The Red Balloon photographs are as da says, a treasure. I also think this about the photographs in Jonathan Livingston Seagull, another Cherished Childhood Memory for which you all despise me.
Emerson, I'm pretty well acquainted with the reading-to-kids routine.
80: My daughters didn't get depressed by it either, apparently. We had some tired old balloons lying around a couple of days after a party, and the girls would proclaim "I'm the mean boy" and stomp on them.
84 -- Did you read her Lord of the Flies yet?
85: Funny you should ask. This is from my dormant blog; look at the photo and scroll down to the last paragraph.
Speaking as we were of St-Exupery
And, 88: cool. Just keep an eye on her around her smaller, weaker friends.
green eggs and ham--
I actually like that one a fair bit.
But here too (as with giving tree), you just can't pretend not to know what that book is about. It's about deviant sex.
Could you, would you, in a boat? Could you, would you, with a goat?
Could anyone, would anyone, spell it out more plainly?
It's the attraction/repulsion of sexual tittilation.
Now myself, I'm not much into goats, boats, foxes, or boxes. But I did like the book.
Not so for the Cat in the Hat, which is all about the violation of the purity-taboo, esp. being smeared with feces. Not a nice book.
dare I ask, "what?"?
(note that both '?'s are required)
Any contest it gets entered into.
I imagine all of you, as children, dressed in gray flannel suits on the playground and scowling about mortgage rates.
95 might win if it were not so fucking hostile.
Now myself, I'm not much into goats, boats, foxes, or boxes
You do not like it, so you say --
Try it, try it, and you may!
Try it and you may, I say!
(The above lifted from "To his Reluctant Mistress")
nope. now 98 wins.
who knew that Dr. Suess stole his prosodic instincts from Andrew Marvell?
Had we but world enough and shoes on our feet
we could do with all of the creatures that bleat!
I don't think you're allowed to substitute "Kobe!" for "100!" when it's not basketball season, Clownae. It's like wearing white after labor day, or something.
95 might win if it were not so fucking hostile.
I would contend that my comment was not, in fact, hostile, but I fear that any attempt to do so would only be perceived as hostile.
Green Eggs and Ham was the book that I demanded my parents read to me over and over and over.
Total weirdness -- 103 came through on the RSS feed with a malformed link to the holder of Guiness Record for bug-eyed staring; no such malformed link is included in the comment on unfogged.com though.
Yeah, and when we did so, he would scream out, after each line, gleefully, "and green BACON!!!!". Totally threw off the rhyme scheme.
Will you eat it in Macon?
Isn't Green Eggs and Ham composed solely of 1-syllable words?

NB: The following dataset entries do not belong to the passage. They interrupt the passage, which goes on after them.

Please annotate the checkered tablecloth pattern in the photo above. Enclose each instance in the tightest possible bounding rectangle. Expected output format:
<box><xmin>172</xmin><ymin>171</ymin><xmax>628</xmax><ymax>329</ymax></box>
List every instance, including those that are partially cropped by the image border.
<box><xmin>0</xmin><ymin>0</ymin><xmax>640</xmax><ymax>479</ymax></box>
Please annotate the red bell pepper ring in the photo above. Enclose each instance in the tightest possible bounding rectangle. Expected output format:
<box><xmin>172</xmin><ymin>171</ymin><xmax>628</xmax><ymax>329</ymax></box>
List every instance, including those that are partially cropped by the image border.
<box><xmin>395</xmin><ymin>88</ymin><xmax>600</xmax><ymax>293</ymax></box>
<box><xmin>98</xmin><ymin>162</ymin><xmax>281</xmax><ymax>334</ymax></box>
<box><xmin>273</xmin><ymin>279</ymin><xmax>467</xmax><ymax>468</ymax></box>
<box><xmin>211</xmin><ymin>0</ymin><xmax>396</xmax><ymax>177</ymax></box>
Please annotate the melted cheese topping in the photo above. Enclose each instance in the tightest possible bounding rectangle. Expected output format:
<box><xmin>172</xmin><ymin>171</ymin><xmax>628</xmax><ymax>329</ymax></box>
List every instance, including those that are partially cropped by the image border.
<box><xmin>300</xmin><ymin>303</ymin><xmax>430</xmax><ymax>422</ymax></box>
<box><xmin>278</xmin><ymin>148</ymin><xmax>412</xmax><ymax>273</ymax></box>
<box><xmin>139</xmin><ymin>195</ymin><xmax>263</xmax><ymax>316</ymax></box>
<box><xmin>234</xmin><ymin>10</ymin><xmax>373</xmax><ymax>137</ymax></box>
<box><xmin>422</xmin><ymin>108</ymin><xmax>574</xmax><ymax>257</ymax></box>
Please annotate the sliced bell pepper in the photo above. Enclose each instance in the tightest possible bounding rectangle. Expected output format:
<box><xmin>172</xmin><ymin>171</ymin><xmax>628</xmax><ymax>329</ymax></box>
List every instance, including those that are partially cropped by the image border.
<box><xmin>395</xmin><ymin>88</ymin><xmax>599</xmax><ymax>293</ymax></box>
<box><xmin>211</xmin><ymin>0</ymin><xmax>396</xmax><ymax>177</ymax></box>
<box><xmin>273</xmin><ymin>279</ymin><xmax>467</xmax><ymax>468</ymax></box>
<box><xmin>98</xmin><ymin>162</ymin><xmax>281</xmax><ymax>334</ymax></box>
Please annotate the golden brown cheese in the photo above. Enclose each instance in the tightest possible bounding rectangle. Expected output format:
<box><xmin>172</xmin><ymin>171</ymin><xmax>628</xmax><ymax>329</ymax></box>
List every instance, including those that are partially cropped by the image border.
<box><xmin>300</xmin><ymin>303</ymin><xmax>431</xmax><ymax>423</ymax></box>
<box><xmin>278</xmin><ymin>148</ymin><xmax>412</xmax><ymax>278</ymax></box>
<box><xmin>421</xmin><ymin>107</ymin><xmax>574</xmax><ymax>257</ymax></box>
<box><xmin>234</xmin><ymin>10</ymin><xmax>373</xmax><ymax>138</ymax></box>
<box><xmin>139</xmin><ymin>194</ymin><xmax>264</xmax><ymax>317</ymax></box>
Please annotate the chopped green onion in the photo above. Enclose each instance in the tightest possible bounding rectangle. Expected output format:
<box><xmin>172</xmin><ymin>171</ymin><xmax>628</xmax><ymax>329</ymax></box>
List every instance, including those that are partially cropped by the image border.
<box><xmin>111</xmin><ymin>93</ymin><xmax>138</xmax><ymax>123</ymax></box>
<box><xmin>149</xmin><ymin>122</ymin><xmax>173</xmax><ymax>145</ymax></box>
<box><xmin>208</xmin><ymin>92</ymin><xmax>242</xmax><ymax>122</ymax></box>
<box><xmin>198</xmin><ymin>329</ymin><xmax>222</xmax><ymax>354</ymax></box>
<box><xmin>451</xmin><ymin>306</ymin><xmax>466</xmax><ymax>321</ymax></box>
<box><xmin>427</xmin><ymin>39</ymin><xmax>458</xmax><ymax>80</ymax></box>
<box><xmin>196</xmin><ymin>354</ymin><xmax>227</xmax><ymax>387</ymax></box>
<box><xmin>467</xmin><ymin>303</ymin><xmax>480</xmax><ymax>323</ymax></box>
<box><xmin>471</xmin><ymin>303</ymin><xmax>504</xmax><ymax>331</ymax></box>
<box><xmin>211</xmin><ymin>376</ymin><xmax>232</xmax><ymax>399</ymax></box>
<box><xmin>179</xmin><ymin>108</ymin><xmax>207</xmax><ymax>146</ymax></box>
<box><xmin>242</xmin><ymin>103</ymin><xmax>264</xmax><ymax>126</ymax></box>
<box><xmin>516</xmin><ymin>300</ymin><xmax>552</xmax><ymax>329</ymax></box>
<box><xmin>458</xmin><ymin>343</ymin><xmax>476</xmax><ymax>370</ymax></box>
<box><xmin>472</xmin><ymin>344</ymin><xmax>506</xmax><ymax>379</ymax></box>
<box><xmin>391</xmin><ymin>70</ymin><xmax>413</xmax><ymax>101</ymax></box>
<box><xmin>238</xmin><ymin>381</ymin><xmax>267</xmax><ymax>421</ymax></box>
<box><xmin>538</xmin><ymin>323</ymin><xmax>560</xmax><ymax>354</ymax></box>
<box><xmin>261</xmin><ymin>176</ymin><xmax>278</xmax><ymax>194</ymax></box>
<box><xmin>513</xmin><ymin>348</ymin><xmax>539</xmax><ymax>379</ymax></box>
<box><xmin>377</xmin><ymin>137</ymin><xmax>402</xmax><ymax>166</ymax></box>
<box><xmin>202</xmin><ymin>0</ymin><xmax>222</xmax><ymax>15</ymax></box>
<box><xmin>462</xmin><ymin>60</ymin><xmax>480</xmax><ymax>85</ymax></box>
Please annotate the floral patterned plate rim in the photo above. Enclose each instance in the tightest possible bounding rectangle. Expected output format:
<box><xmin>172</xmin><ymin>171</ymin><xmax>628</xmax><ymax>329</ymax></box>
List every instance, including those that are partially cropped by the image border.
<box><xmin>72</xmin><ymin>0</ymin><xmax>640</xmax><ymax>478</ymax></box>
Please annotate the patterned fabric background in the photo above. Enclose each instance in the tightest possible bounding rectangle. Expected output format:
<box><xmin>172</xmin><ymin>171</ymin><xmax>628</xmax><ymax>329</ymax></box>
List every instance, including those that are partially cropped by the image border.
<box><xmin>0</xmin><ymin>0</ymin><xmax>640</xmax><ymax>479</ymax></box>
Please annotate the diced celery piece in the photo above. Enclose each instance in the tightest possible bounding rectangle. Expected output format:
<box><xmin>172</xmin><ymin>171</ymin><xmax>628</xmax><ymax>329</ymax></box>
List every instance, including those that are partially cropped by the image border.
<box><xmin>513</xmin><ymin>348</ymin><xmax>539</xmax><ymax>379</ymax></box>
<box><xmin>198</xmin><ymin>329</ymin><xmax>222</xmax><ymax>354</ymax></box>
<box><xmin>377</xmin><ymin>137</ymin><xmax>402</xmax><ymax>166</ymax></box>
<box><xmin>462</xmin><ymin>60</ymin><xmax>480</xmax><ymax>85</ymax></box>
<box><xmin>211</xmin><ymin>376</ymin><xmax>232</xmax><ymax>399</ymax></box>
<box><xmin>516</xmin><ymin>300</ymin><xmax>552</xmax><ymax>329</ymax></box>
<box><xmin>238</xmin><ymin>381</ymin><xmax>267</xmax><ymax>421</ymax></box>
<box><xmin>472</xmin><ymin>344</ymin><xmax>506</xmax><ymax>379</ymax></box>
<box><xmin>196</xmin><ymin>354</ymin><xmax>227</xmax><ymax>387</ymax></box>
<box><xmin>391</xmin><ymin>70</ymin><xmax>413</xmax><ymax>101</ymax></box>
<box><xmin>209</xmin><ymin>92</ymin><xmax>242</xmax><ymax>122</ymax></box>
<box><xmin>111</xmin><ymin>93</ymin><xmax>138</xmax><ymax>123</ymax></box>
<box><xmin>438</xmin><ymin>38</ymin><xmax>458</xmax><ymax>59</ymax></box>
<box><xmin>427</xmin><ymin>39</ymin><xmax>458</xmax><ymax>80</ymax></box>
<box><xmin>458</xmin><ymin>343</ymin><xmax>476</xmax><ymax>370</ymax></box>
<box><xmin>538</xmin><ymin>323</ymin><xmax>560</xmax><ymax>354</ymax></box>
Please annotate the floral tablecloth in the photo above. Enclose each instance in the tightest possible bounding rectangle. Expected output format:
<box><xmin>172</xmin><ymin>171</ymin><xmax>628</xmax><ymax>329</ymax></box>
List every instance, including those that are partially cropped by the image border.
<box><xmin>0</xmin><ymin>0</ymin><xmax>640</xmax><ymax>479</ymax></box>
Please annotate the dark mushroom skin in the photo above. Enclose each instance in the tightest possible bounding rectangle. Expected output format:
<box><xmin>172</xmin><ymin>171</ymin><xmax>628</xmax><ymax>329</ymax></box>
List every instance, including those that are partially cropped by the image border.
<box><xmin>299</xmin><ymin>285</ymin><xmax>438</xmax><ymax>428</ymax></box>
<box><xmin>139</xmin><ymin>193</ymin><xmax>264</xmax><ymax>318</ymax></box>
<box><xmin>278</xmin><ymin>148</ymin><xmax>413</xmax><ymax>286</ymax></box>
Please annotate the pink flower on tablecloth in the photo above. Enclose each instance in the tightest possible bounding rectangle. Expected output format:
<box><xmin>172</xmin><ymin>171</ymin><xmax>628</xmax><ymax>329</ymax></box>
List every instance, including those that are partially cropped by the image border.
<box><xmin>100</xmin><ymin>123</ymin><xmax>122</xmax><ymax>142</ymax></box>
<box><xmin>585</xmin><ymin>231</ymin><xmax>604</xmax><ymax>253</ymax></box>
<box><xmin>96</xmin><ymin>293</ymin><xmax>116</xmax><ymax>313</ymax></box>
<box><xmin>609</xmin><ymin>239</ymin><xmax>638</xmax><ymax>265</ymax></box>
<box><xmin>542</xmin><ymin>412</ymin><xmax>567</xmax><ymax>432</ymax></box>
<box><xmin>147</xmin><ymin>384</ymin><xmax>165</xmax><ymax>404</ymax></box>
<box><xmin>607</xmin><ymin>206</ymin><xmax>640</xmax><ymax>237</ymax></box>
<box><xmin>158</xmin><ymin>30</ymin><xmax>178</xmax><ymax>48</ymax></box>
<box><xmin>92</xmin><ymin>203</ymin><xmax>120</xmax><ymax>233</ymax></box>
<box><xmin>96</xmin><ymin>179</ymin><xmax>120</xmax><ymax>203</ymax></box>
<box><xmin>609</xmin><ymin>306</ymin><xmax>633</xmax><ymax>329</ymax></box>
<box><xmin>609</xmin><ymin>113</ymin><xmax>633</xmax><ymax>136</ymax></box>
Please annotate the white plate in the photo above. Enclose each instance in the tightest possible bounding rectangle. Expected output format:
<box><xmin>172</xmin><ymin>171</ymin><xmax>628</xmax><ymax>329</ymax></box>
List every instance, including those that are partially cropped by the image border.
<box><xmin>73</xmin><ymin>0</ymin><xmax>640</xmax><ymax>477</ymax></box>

So "bacon" would not fit that way either.
(Or rather "1-syllable words + "anywhere"".)
104: That was due to an errant paste command on my part that I went in and fixed.
My favorite Dr. Seuss book was On Beyond Zebra.
Giving Tree and Narnia both suck. OTOH, the Red Balloon (which I knew first as a movie) always made me terribly sad, but in a good way. It just seemed to me that yes, these things happen, and that's a true but awful thing about the world.
Then there's this Silverstein song...
I never read The Giving Tree to my kid. I just read it online. Not exactly my idea of a good relationship. I mean, hell, would the offer of a little watering and some fertiliser have been beyond the reach of the boy/ man?? Tree exploiter!
My son's favourite you've-only-read-it-20-times book was King Bidgood's in the Bathtub.
What I got out of the Narnia novels: There's a scene where one of the Calormene soldiers does A Good Thing. Aslan says something on the lines of 'when you do good, it's always in my name, when you do evil, it's always in Tash's name, no matter what you say it is.' I think that solidified my secular philosophy [all religion is bunk], which had been pretty much got to the gel state after living in the Middle East. There's nothing like seeing the results of a religious war to make one into a five-year-old cynic, especially when one still bears the scar from the flying debris of a grenade attack.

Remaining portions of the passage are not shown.